In this meta-analysis we aimed to determine the effectiveness and safety of hyperthermic intraperitoneal chemotherapy (HIPC) for patients with advanced gastric cancer who underwent gastrectomy.
In accordance with standard meta-analysis procedures, our study included patients who underwent resection for advanced gastric cancer and were randomly allocated to receive either hyperthermic intraperitoneal chemotherapy or control. We searched PubMed (up to November 2011), EMBASE (up to November 2011), Cochrane Database of Systematic Reviews (CDSR), and Cochrane Central Register of Controlled Trials (CCTR) (up to November 2011). Both published and unpublished trials were included in the analysis, and no search restrictions were imposed. There was no language restriction. The results were analyzed using RevMan 5.1 software, which was provided by Cochrane Collaboration.
There were ten randomized controlled trials included in the analysis. A total of 1062 patients with gastric cancer in these studies were divided into the HIPC group (n = 518) and control group (n = 544). A significant improvement in survival was observed in the HIPC groups compared to the control group in the mitomycin C (MMC) subgroup (RR = 0.75, 95%CI 0.65-0.86; P < 0.00001) and the 5-FU group (RR = 0.69, 95%CI 0.52-0.90; P < 0.00001); the total RR was 0.73 (95%CI 0.64-0.83; P < 0.00001). Our findings indicated that HIPC potentially exhibited a lower peritoneal recurrence rate in the HIPC group compared to the control group (RR = 0.45, 95%CI 0.28-0.72; P = 0.001).
Our meta-analysis demonstrated that HIPC may improve the overall survival rate for patients who receive resection for advance gastric cancer potentially, and help to prevent peritoneal local recurrence among patients with serosal invasion in gastric cancer.
Although significant advances have been achieved in recent years in experimental research, diagnosis, and treatment of cancer, gastric cancer (GC) remains the second most frequent cause of cancer death after lung cancer worldwide, and exhibits a poor prognosis [1, 2]. Surgical resection plus extended lymph node dissection comprises the primary method of curative intent for localized gastric cancer, however, the 5-year survival rate remains unsatisfactory [3, 4]. Peritoneal dissemination is one of the principal reasons for the recurrence and metastasis of gastric cancer in the peritoneal cavity, and it has been reported to be complicated and difficult to treat in recent years . The peritoneal seeding of gastric cancer (GC) exhibits a high risk for patients who receive surgery alone, and systemic chemotherapy exhibits no significant effect ; the origins may be the free tumor cells from the primary gastric cancer that remain following surgery, or micrometastases in the peritoneal cavity .
In spite of the use of both systemic chemotherapy and radiation therapy, the survival rate of patients with advanced gastric cancer remains unsatisfactory.
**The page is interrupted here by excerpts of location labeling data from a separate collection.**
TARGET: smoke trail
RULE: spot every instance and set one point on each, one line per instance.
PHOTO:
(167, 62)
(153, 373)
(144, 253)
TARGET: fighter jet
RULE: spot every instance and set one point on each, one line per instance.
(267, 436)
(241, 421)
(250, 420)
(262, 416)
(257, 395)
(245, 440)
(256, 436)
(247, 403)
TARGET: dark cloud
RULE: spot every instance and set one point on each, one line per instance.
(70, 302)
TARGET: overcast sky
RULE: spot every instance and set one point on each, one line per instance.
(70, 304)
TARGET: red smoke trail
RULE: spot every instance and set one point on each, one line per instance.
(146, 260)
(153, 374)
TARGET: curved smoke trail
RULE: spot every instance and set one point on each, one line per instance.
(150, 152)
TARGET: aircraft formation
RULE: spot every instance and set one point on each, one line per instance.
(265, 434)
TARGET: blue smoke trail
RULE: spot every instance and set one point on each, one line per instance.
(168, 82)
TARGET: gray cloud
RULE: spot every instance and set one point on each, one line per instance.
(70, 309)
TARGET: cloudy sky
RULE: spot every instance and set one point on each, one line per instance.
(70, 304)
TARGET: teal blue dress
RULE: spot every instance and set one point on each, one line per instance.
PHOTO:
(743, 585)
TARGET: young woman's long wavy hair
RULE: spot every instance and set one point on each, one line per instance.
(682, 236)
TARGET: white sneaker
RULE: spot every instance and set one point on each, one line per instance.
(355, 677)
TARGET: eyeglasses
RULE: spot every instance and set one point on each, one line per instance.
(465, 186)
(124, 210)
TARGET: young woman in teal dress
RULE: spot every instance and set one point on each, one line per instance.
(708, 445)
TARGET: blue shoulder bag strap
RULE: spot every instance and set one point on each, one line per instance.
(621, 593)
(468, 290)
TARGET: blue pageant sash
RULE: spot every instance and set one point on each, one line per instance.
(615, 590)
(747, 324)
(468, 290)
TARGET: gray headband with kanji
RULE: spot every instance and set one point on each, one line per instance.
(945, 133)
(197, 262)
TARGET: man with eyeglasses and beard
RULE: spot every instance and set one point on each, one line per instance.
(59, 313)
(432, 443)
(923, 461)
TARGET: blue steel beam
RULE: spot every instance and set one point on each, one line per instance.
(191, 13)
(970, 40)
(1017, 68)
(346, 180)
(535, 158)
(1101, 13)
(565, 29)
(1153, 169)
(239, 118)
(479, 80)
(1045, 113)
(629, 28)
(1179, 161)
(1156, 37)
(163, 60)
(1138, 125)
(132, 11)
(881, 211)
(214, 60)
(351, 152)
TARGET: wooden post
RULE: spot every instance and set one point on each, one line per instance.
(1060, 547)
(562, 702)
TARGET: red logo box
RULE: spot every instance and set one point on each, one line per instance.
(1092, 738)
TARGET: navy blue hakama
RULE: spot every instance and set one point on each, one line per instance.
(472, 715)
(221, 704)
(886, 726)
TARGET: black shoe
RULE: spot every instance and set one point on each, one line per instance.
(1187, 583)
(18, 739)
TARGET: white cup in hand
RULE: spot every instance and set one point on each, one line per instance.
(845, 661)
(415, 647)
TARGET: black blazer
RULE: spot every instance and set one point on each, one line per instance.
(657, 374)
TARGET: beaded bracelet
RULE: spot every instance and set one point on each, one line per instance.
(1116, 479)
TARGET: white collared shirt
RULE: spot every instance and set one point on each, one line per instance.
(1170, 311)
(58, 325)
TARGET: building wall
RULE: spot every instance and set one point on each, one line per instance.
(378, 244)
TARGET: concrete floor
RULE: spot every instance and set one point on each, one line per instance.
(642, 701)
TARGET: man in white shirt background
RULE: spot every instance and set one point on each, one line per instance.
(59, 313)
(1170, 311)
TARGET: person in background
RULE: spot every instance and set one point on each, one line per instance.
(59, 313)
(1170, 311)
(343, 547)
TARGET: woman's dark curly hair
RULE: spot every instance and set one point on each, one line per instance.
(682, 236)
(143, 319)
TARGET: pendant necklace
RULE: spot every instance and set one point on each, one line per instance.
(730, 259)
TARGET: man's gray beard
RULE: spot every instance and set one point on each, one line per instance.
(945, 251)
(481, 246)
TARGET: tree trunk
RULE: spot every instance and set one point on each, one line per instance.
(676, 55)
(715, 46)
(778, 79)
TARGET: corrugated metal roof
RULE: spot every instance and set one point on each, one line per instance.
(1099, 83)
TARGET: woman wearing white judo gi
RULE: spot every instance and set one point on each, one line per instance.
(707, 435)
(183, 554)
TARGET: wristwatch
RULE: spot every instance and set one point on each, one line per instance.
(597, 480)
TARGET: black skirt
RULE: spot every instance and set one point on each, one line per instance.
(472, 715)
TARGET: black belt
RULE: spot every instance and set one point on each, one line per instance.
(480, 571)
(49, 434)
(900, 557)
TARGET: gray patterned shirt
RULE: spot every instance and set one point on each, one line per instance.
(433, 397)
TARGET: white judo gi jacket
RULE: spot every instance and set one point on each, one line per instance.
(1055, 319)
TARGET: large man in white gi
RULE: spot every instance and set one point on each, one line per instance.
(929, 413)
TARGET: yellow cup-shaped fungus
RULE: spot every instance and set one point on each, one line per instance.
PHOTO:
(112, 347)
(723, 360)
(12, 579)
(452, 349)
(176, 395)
Adjuvant intraperitoneal chemotherapy (IPC) is recognized as an effective method to control peritoneal dissemination in GC patients who have undergone resection of the primary cancer [8, 9]. Intraperitoneal chemotherapy is used to achieve longer survival by wiping out the mircometastases in the abdominal cavity and free tumor cells left after surgery that could not be cleaned up by intravenous chemotherapy. A number of studies have investigated whether intraperitoneal chemotherapy exhibits an effect on patients with advanced gastric cancer, such as Xu DZ et al.  and Yan TD et al. , and all reports reached a positive conclusion regarding improved survival rate. Recently, hyperthermia has been developed as an anticancer therapy, and has been demonstrated to exhibit a direct cytotoxic effect on tumor cells in the peritoneal cavity in conjunction with some anticancer chemotherapeutic agents . Since Spratt et al.  reported the use of hyperthermic intraperitoneal chemotherapy for the treatment of peudomyxoma peritonei, several positive reports regarding hyperthermic intraperitoneal treatment for gastric cancer have been published, but the results were not unified. The purpose of our meta-analysis was to evaluate the effectiveness, safety, and preventive effects of hyperthermic intraperitoneal chemotherapy for patients with advance gastric cancer who received radical surgery through analysis of the results of randomized controlled trials.
An electronic search was applied to PubMed (up to November 2011), EMBASE (up to November 2011), Cochrane Database of Systematic Reviews (CDSR), and Cochrane Central Register of Controlled Trials (CCTR) (up to November 2011). Both published and unpublished trials were included, and no search restrictions were imposed. Furthermore, the reference lists of all selected studies were reviewed for further identification of potential relevant articles.
Inclusion criteria included all articles concerning patients with gastric cancer who were allocated randomly to receive surgery associated with intraperitoneal hyperthermic chemotherapy versus surgery without intraperitoneal hyperthermic chemotherapy. The advanced gastric cancer of the patients consisted of macroscopic serosal invasion without distant metastases or peritoneal carcinomatosis. Studies were limited to human trials, and there was no language restriction. If centers published duplicate trials with an increased number of patients or follow-up time period, we utilized the most complete reports in the meta-analysis.
Date extraction and critical appraisal
Two reviewers (one clinical, Jingxu Sun, and one non-clinical, Xiaowan Chen) reviewed each article independently, and discrepancies between the two reviewers were resolved through discussion and consensus. The authors, publication years, country of investigators, sample size, total numbers for survival and death, the different detailed chemotherapy regimens, follow-up period, curative effects, adverse events, surgery plans, and the peritoneal recurrence status of each trial were extracted (Table 1). The quality of the trials was evaluated using Jadad quality scores , and included secure methods for randomization, allocation concealment, patient and observer blinding, and loss to follow-up. The studies were divided into a low quality group (score < 4) and high quality group (score ≥ 4) (Table 2).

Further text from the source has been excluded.